Тут в Бобовском подъезде девчонка жила, Юлька. Ты ее видел, наверно, училась на год младше нас. Отравилась но-шпой. Вчера похоронили. Причина, побудившая сделать последний шаг, неизвестна. Но я ее, кажется, понимаю. Я бы тоже, но как подумаю… Все-таки многое останавливает. Завидую ей, она перешагнула и освободилась.

Я тут на подготовительные курсы поступил. Готовлюсь к поступлению в пединститут. Может, интересно будет. Посмотрю, что есть такое студенческая жизнь.

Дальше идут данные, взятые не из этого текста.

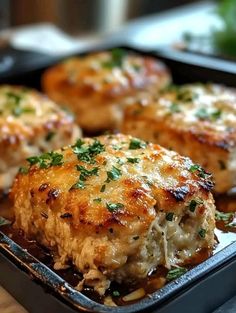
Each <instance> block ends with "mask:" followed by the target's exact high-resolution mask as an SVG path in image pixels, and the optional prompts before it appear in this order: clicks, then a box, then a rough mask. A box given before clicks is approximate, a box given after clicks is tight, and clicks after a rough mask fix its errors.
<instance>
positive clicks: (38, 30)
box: [0, 23, 97, 55]
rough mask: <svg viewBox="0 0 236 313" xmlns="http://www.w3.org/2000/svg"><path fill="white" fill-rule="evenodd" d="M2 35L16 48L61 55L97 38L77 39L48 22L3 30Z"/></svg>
mask: <svg viewBox="0 0 236 313" xmlns="http://www.w3.org/2000/svg"><path fill="white" fill-rule="evenodd" d="M0 36H1V34H0ZM2 36H5V37H6V36H8V37H9V43H10V44H11V45H12V46H13V47H14V48H16V49H25V50H32V51H37V52H43V53H47V54H50V55H63V54H68V53H73V52H75V51H80V50H83V49H85V48H86V47H88V46H89V45H91V44H94V43H95V42H96V40H97V39H94V38H92V39H91V38H83V39H81V38H78V39H77V38H75V37H72V36H69V35H67V34H65V33H64V32H63V31H61V30H60V29H59V28H57V27H56V26H54V25H53V24H49V23H40V24H34V25H29V26H24V27H19V28H16V29H11V30H8V31H3V32H2Z"/></svg>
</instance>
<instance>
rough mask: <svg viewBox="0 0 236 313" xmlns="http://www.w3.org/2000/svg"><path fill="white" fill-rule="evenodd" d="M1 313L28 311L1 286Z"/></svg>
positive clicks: (0, 289) (0, 299) (24, 312)
mask: <svg viewBox="0 0 236 313" xmlns="http://www.w3.org/2000/svg"><path fill="white" fill-rule="evenodd" d="M0 312H1V313H27V311H26V310H25V309H24V308H23V307H22V306H21V305H20V304H19V303H18V302H17V301H16V300H15V299H14V298H13V297H12V296H11V295H10V294H9V293H8V292H7V291H6V290H5V289H3V287H1V286H0Z"/></svg>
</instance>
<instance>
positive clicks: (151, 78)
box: [42, 49, 171, 133]
mask: <svg viewBox="0 0 236 313" xmlns="http://www.w3.org/2000/svg"><path fill="white" fill-rule="evenodd" d="M170 80H171V78H170V74H169V71H168V70H167V68H166V67H165V66H164V65H163V64H162V63H161V62H160V61H157V60H156V59H154V58H151V57H144V56H140V55H134V54H131V53H128V52H125V51H124V50H121V49H114V50H112V51H110V52H108V51H107V52H99V53H92V54H89V55H87V56H85V57H77V58H72V59H69V60H67V61H65V62H63V63H61V64H58V65H56V66H54V67H52V68H50V69H48V70H47V71H46V72H45V73H44V75H43V77H42V86H43V89H44V91H45V92H46V93H47V94H48V96H49V97H50V98H51V99H53V100H54V101H56V102H57V103H59V104H61V105H63V106H68V107H69V108H70V109H71V110H72V111H73V112H74V113H75V115H76V118H77V121H78V123H79V124H80V125H81V127H82V128H83V129H84V130H86V131H87V132H90V133H95V132H98V131H103V130H107V129H115V128H116V127H117V126H118V125H119V123H120V121H121V119H122V116H123V109H122V108H123V105H124V100H125V98H126V97H127V96H131V95H134V94H135V93H136V92H137V91H138V90H148V91H151V90H152V89H153V88H155V90H159V89H160V88H163V87H165V86H166V85H167V84H168V83H169V82H170Z"/></svg>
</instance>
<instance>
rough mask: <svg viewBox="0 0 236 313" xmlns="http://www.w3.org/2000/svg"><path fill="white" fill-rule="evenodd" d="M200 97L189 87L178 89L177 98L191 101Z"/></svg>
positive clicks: (178, 99)
mask: <svg viewBox="0 0 236 313" xmlns="http://www.w3.org/2000/svg"><path fill="white" fill-rule="evenodd" d="M197 98H198V95H197V94H196V93H194V92H192V90H190V89H187V88H177V89H176V99H177V100H180V101H183V102H191V101H194V100H195V99H197Z"/></svg>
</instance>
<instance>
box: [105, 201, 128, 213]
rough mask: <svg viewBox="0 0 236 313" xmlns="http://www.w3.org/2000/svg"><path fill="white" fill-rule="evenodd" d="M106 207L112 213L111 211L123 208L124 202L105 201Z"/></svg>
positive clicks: (123, 206) (118, 209) (114, 210)
mask: <svg viewBox="0 0 236 313" xmlns="http://www.w3.org/2000/svg"><path fill="white" fill-rule="evenodd" d="M106 207H107V209H108V211H109V212H111V213H112V212H116V211H118V210H120V209H123V208H124V204H122V203H107V204H106Z"/></svg>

Ну вот и все, что придумал тебе сообщить. Давай служи, Игорек, скоро приказ, а там и дембель не за горами. Будь осторожен, мы тебя ждем. От Боба привет.

Завидую вашей с Лерой любви. Необычное дело нынче. Она тебя дождется, не сомневайся, Игорек!

Если что, я запишусь в добровольцы и поеду к тебе. Будем воевать за Приднестровье. Тьфу, куда-то меня понесло…

До встречи, Игореня! Пиши!

Роман.

2

Иду с подготовительных. Позавчера писали сочинение. Сегодня долго беседовали по их поводу. Преподаватель меня выделила, мой подход к образу лишнего человека. Хвалила даже. Но много ошибок, орфографических много ошибок. С такой грамотностью я вряд ли смогу поступить.

Жарень невыносимая. Асфальт, как пластилин, липнет к кроссовкам. Нет даже слабого ветерка, а пух все равно кружится, лезет в нос, рот, глаза. Голова болит. В мозгах от боли колотится однообразное: «Тру-тру-тру-тру, трум, трум…» Кровь, наверно.